Вот почему в Никее отцу Мефодию во время его прогулок оставалось только разводить руками в ответ на молчаливые или высказанные просьбы дать денег и идти дальше с потупленной головой. Кстати, святынь хватало и в этом старинном городе, где состоялись два Вселенских собора, где был выработан и принят «Символ веры»[9].
Никея видела у себя многих и многих легендарных личностей, включая сонмы святых, как, например, того же Николая, епископа Мир Ликийских, впоследствии ставшего на Западе, начисто лишенном воображения, прототипом Санта-Клауса. Бывали в нем и епископ Аристав, сын Григория Просветителя, епископ Афанасий Александрийский, прозванный Великим, Иоанн Дамаскин и Иоанн Златоуст, Григорий Богослов и прочие, прочие, прочие…
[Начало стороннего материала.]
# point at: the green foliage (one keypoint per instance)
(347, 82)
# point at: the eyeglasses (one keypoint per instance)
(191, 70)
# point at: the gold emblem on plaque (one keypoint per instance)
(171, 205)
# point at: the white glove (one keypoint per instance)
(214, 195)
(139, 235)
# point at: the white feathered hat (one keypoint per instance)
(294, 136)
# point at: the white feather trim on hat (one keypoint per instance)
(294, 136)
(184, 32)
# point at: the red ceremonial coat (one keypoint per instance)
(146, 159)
Даже еретики и те принадлежали исключительно к разряду великих, как, например, тот же священник Арий.
Именно здесь, на Втором Никейском и Седьмом по общему счету Вселенском соборе, состоявшемся уже в VIII веке, императрица Ирина, совместно с патриархом Константинополя Тарасием, сражалась с иконоборцами.
Могучие двойные ряды крепостных стен, неправильным пятиугольником раскинувшиеся на шесть километров и поднимающиеся на западе прямо из вод Асканского озера, когда-то холодно взирали на суетящиеся под ними полчища первых мусульманских завоевателей. Высокие башни, числом более двухсот, которыми перемежались эти стены, презрительно следили за их потугами, хотя спустя два века и они покорились более сильным туркам-сельджукам, изгнать которых удалось лишь крестоносцам.
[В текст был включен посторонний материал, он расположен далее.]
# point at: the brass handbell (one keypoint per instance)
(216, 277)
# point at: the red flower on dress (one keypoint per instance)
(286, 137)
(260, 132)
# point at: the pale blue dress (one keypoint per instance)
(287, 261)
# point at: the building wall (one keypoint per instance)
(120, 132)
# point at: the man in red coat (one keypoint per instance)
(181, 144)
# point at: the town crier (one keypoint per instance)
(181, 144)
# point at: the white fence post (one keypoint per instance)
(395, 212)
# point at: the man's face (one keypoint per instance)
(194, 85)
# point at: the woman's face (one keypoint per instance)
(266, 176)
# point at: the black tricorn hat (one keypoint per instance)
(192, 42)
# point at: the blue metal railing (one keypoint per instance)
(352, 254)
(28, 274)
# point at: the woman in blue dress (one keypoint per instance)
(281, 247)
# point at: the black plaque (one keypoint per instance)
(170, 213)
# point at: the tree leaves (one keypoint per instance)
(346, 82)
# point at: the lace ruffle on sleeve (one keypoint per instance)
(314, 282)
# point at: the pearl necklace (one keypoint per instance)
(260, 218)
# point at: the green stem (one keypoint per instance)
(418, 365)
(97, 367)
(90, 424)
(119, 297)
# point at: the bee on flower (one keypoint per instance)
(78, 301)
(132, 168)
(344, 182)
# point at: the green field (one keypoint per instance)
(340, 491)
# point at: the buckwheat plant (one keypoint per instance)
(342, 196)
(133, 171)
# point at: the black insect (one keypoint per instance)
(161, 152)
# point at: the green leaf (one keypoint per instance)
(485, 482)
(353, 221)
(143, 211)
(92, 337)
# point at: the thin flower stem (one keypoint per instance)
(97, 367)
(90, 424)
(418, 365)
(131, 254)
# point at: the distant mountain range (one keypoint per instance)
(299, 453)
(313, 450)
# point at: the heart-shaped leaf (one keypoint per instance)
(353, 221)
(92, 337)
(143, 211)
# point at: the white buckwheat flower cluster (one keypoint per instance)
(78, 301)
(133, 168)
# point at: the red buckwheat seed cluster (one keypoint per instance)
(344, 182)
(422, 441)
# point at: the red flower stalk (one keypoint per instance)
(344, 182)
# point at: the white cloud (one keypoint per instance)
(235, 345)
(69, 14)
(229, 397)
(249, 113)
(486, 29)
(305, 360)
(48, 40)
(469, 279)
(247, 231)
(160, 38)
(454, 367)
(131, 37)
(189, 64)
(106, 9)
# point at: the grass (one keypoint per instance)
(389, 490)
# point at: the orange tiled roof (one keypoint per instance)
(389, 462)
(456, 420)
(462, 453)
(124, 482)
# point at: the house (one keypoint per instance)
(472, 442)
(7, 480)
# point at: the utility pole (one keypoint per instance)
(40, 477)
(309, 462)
Именно сюда, под защиту серого шершавого камня крепостных стен, прибыл бежавший из Константинополя император Феодор I Ласкарис вместе с патриархом, а также с теми святынями, которые беглецам удалось вывезти из Святой Софии. В их числе были и железная цепь, которую носил апостол Павел, и ларец с мощами сорока мучеников, и покров самой девы Марии, и нетленные останки Иоанна Златоуста, и превеликое множество других, помельче, дающих Феодору гордое право по-прежнему именовать себя императором Византии.
Однако кроме титула ничего уже не напоминало о былом величии. Да и о каком былом можно говорить, если Ласкарис, по сути, не правил в Константинополе ни дня.
Избранный духовенством, возглавляемым патриархом Иоанном Каматиром, Феодор почти сразу же бежал, так и не успев насладиться пышными медлительными церемониями, торжественными выходами, праздничными обедами и сидением на роскошном троне.
Ныне он жил весьма скромно и был легко доступен, так что на прием к нему отец Мефодий попал довольно-таки быстро. Его внимательно выслушали и… отпустили, не сказав ни да, ни нет. Дальше же все застопорилось. Император пребывал в колебаниях, не зная, что именно ответить русскому монаху. Если бы он точно знал, что рязанский князь сумеет взять город, если бы он мог быть уверенным в том, что это предложение не таит в себе какого-то хитрого подвоха, если бы… Их было много, всяких если.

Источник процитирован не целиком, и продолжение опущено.